Ulama telah berjasa besar dalam memberikan kemaslahatan umat
ini. Fatwa yang mereka lontarkan bukanlah perkataan sembarangan, namun didasari
ilmu yang memadai. Bisa dikatakan bahwa ulama adalah orang yang paling
scientific, paling credible, dan paling ilmiah, ini dikarenakan mereka tidak
berbicara dengan ra’yu dan hawa nafsu semata. Perkataan mereka berasal dari dua
referensi yang pasti benar, Al Qur’an dan Sunnah Nabi. Para ulama haq adalah
orang-orang yang bertanggung jawab atas kemaslahatan umat, sehingga manusia
tidak tersesat dalam mengarungi lautan kehidupan. Rasulullah SHOLATUALAIHIWASSALAM
bersabda dalam salah satu hadistnya:
”Allah tidak akan mencabut ilmu Islam dengan mencabutnya
dari manusia. Sebaliknya Allah mengambilnya dengan cara mewafatkan para ulama
sehingga tidak tersisa walaupun seorang. Manusia mengangkat orang bodoh menjadi
pemimpin. Apabila mereka ditanya, merekapun berfatwa tanpa ilmu. Akhirnya
mereka sesat dan menyesatkan” (HR. Bukhari Muslim).
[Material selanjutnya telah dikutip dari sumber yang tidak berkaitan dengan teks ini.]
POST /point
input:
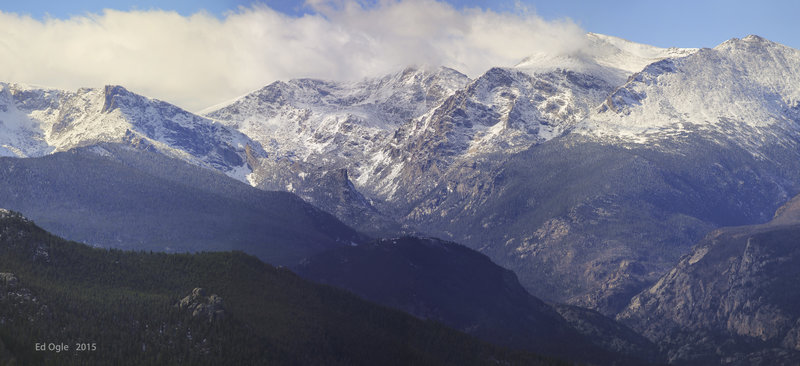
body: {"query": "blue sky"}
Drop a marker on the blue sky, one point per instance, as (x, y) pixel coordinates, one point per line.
(680, 23)
(197, 53)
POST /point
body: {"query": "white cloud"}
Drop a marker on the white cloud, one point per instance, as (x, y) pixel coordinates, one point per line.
(200, 60)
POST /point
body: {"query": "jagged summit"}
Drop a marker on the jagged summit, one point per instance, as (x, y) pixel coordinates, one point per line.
(38, 122)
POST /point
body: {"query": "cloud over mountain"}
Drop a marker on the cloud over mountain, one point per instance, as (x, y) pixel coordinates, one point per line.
(199, 60)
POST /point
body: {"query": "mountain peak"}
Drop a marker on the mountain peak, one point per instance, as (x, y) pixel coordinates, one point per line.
(111, 94)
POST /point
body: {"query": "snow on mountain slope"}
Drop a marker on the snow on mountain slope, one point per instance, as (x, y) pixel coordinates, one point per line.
(610, 58)
(331, 123)
(506, 111)
(40, 121)
(745, 87)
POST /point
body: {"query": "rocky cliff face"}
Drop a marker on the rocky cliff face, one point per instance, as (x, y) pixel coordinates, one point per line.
(732, 299)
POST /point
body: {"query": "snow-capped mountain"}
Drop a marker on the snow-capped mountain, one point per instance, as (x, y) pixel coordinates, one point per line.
(40, 121)
(748, 87)
(335, 124)
(569, 169)
(505, 111)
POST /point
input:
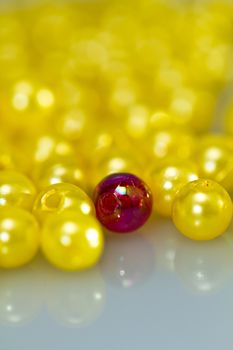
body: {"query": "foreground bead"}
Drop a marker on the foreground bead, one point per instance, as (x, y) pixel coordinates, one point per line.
(166, 182)
(72, 241)
(16, 190)
(59, 197)
(123, 202)
(19, 237)
(202, 210)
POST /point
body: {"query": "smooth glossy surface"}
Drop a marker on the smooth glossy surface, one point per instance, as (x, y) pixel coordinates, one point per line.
(72, 241)
(170, 143)
(202, 210)
(123, 202)
(214, 159)
(19, 237)
(167, 181)
(60, 173)
(16, 190)
(59, 197)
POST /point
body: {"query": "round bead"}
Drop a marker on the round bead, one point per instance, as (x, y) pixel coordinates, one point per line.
(202, 210)
(16, 190)
(214, 159)
(59, 197)
(123, 202)
(166, 182)
(19, 237)
(173, 142)
(60, 173)
(72, 241)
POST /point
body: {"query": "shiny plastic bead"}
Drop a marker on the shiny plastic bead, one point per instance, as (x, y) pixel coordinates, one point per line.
(72, 241)
(166, 182)
(19, 237)
(60, 173)
(16, 190)
(59, 197)
(214, 159)
(123, 202)
(202, 210)
(170, 143)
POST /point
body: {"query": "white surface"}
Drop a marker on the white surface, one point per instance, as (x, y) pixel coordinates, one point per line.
(152, 290)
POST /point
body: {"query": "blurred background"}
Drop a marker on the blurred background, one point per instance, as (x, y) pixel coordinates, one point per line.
(85, 85)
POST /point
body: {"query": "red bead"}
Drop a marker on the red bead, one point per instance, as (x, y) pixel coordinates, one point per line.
(123, 202)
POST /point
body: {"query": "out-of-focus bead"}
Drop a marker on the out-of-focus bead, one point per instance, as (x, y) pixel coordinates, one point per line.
(19, 237)
(186, 104)
(72, 241)
(57, 198)
(202, 210)
(16, 190)
(114, 162)
(177, 143)
(123, 202)
(166, 182)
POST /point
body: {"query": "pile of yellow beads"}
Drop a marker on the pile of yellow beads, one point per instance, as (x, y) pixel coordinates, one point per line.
(92, 89)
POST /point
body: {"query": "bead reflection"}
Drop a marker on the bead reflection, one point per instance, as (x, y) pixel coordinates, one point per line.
(128, 260)
(75, 299)
(21, 294)
(204, 267)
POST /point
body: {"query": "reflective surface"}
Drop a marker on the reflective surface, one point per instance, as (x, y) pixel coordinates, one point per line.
(155, 287)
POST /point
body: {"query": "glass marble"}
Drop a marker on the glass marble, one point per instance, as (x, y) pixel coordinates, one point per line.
(72, 241)
(16, 190)
(202, 210)
(19, 237)
(59, 197)
(123, 202)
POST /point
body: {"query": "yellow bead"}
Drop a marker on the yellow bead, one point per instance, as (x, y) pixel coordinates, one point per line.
(16, 190)
(176, 143)
(59, 197)
(75, 302)
(214, 159)
(60, 173)
(202, 210)
(72, 241)
(166, 181)
(19, 237)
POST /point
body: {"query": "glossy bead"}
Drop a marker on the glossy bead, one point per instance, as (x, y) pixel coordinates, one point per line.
(202, 210)
(19, 237)
(114, 162)
(59, 197)
(123, 202)
(170, 143)
(72, 241)
(166, 182)
(16, 190)
(214, 158)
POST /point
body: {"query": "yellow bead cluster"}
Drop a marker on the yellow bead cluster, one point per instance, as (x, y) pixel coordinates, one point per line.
(91, 89)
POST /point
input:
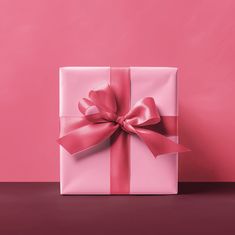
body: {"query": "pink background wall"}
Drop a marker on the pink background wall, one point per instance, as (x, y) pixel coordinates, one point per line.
(38, 36)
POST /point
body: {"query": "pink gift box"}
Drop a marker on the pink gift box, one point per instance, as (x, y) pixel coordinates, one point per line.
(88, 172)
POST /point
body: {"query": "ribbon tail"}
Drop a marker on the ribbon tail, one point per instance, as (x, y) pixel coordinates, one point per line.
(87, 136)
(157, 143)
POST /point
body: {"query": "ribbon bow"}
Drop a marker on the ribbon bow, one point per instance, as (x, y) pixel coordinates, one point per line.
(100, 121)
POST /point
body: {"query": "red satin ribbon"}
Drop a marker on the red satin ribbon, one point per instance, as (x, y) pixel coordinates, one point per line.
(107, 114)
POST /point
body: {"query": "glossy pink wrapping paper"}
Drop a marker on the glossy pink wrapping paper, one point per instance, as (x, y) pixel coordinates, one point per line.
(89, 172)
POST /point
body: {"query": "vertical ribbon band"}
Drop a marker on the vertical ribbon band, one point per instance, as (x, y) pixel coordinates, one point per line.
(120, 140)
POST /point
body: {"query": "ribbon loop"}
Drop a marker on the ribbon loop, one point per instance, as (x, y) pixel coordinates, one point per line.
(100, 112)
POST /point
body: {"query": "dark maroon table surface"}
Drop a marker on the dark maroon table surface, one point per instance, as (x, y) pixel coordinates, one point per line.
(37, 208)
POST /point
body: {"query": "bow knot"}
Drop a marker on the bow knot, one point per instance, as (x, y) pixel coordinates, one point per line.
(101, 120)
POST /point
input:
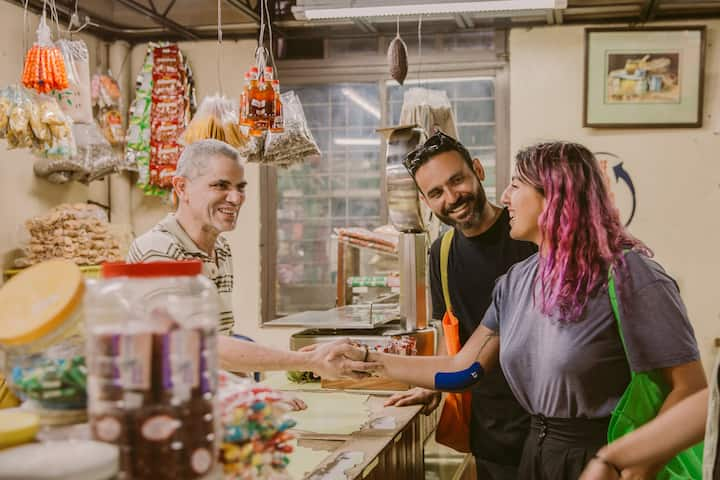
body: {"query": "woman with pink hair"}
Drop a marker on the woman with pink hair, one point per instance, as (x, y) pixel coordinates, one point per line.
(551, 326)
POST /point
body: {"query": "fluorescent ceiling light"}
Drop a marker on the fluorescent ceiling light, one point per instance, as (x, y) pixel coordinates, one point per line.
(365, 142)
(352, 95)
(432, 8)
(415, 81)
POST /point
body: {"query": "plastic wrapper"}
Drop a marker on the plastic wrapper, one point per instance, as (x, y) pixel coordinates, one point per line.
(105, 92)
(44, 69)
(296, 142)
(76, 101)
(110, 121)
(94, 151)
(431, 109)
(168, 117)
(137, 151)
(216, 118)
(252, 151)
(78, 232)
(256, 437)
(29, 120)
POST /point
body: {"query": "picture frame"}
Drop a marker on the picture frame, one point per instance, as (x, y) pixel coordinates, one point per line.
(644, 77)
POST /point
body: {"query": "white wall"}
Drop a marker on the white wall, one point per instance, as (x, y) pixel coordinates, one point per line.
(676, 172)
(22, 195)
(245, 240)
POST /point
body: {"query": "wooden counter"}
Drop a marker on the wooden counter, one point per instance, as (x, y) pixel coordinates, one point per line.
(388, 453)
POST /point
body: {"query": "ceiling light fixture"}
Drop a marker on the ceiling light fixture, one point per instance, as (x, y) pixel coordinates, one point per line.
(432, 8)
(360, 101)
(357, 142)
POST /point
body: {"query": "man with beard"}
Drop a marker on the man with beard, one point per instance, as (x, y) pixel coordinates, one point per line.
(209, 185)
(449, 181)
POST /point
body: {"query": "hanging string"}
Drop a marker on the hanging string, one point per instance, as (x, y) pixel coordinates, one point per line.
(74, 22)
(419, 48)
(54, 17)
(260, 53)
(26, 27)
(272, 56)
(219, 49)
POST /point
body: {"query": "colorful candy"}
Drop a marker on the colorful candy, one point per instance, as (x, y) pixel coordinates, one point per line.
(256, 437)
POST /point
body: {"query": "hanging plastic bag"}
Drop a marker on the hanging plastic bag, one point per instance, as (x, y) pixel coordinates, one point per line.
(430, 109)
(105, 91)
(44, 69)
(19, 133)
(5, 104)
(296, 143)
(216, 118)
(76, 101)
(94, 151)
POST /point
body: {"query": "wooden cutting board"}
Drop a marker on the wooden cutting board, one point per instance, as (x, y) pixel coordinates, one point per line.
(372, 383)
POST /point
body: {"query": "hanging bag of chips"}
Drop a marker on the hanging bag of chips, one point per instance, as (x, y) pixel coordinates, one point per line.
(44, 65)
(75, 101)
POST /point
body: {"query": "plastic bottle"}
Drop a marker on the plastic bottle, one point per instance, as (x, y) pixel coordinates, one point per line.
(256, 104)
(278, 124)
(244, 96)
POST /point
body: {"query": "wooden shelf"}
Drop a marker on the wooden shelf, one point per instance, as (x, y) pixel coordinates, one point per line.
(90, 271)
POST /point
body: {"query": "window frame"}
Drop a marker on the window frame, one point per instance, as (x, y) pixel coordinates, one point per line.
(373, 69)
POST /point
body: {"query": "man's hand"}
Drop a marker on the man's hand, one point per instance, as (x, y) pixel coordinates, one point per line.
(597, 470)
(416, 396)
(338, 359)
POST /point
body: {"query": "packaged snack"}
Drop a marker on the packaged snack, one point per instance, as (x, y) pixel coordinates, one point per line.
(44, 69)
(295, 143)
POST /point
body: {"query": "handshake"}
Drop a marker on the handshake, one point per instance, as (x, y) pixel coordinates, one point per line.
(339, 359)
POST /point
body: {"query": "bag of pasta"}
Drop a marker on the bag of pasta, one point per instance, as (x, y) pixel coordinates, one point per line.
(216, 118)
(76, 101)
(295, 143)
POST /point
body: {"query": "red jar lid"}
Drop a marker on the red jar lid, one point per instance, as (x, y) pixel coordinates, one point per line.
(181, 268)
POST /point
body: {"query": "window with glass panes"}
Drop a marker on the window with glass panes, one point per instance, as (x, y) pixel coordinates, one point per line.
(473, 105)
(344, 187)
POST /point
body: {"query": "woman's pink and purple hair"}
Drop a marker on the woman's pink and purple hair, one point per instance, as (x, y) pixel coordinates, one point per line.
(582, 235)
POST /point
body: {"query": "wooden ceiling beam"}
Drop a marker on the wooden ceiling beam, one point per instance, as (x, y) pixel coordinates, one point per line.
(649, 10)
(161, 20)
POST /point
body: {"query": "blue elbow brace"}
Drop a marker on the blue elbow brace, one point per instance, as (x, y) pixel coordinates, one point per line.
(459, 381)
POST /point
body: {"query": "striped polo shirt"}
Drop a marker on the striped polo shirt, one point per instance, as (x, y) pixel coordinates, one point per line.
(168, 241)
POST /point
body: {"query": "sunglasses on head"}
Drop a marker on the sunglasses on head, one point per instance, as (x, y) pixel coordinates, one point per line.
(435, 143)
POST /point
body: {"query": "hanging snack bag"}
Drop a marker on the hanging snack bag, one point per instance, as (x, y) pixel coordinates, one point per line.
(44, 69)
(296, 142)
(137, 152)
(94, 151)
(76, 101)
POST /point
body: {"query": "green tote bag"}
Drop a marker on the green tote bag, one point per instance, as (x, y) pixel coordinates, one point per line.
(640, 403)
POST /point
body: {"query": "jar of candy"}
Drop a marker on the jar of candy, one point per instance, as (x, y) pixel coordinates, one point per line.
(152, 367)
(41, 335)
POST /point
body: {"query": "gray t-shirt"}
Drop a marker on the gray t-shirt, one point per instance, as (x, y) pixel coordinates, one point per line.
(579, 369)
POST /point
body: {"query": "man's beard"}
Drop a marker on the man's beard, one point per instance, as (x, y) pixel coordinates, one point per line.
(477, 203)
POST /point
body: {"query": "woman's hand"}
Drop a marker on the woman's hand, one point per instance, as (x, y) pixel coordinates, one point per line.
(416, 396)
(596, 469)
Imam Al Ajurri berkata: ”Bagaimanapun juga, ulama
memiliki keutamaan yang sangat besar. Dalam usaha mereka menuntut ilmu,
terdapat keutamaan. Ketika mereka bersama dengan para syaikhnya terdapat
keutamaan. Ketika mereka mengingatkan satu sama lain, terdapat keutamaan. Dalam
diri para ulama yang menjadi guru mereka, terdapat keutamaan. Ketika mereka
mengajarkan ilmunya kepada orang-orang yang belajar kepada mereka, terdapat
keutamaan. Sungguh, Allah telah mengumpulkan kebaikan kepada para ulama dalam banyak
hal. Mudah-mudahan Allah memebri manfaat kepada kita dan mereka dengan ilmu”
(Akhlaq Al Ulama, hal. 43-44).
Imam Abul Qasim Ali Ibnu Asakir berkata: ”Ketahuilah
wahai saudaraku, sesungguhnya daging para ulama itu beracun. Permusuhan Allah
terhadap orang yang melecehkan kehormatan para ulama juga sudah maklum. Dan,
barangsiapa yang menyibukkan lisannya untuk menjelek-jelekkan para ulama, maka
Allah akan menimpakan musibah kepadanya sebelum kematiannya dengan kematian
hati” (http://www.almeshkat.net/indez.php)
Sheikh Al Utsaimin berkata: ”Barangsiapa yang kesukaannya
adalah menjelek-jelekkan ulama dan membuat orang lain lari dari mereka, serta
memperingatkan orang agar berhati-hati dengan mereka; maka sesungguhnya yang
dia lukai bukan hanya seroang ulama saja, melainkan perbuatannya tersebut telah
melukai peninggalan Nabi SHOLATUALAIHIWASSALAM” .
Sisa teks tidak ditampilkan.